The Biden administration faced a quandary: How do you effectively punish a man who is soon likely to be king of Saudi Arabia and remain monarch for years, perhaps decades, to come? How do you separate his wealth and status from that of the kingdom itself? Even if the United States imposed sanctions against a de facto head of government, they would be very difficult to implement.
The administration appears likely to thread a needle on that question — publicly blaming MBS, as he’s known, but leaving intact the basic U.S. relationship with him and the kingdom he controls. The goal seems to be to recalibrate the relationship without rupturing it. It’s an understandable, pragmatic goal, but it won’t leave anyone happy, on either side.
The administration evidently hopes to use the Khashoggi case as a precedent — never again — and to establish a rule that any foreign operatives who take similar actions to track and murder dissidents living in the United States will be banned from entering or dealing with the United States. The State Department will probably try to monitor such anti-dissident activities and, where possible, disclose them as a preventive measure.
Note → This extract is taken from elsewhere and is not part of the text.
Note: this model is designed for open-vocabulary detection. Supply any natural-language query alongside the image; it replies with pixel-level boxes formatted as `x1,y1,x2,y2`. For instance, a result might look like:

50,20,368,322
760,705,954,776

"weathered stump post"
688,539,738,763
“Justice for Jamal” has been a demand, not just by those who worked with him at The Post but also by a United Nations special rapporteur and governments and human rights activists around the world. A measure of that justice will be delivered when we see the report.
Khashoggi lived in the corridors of power all his life. He understood better than most the compromises that are necessary to survive in a world where government leaders can order a murder, cover it up and maintain control. He would have been glad that the United States told the truth about his murder, but he would have wanted to be sure that the new Biden administration had truly resolved: Never again.
Khashoggi’s friends and admirers should be similarly vigilant. Killing a journalist for telling the truth is a crime that must never be repeated, by MBS or anyone else.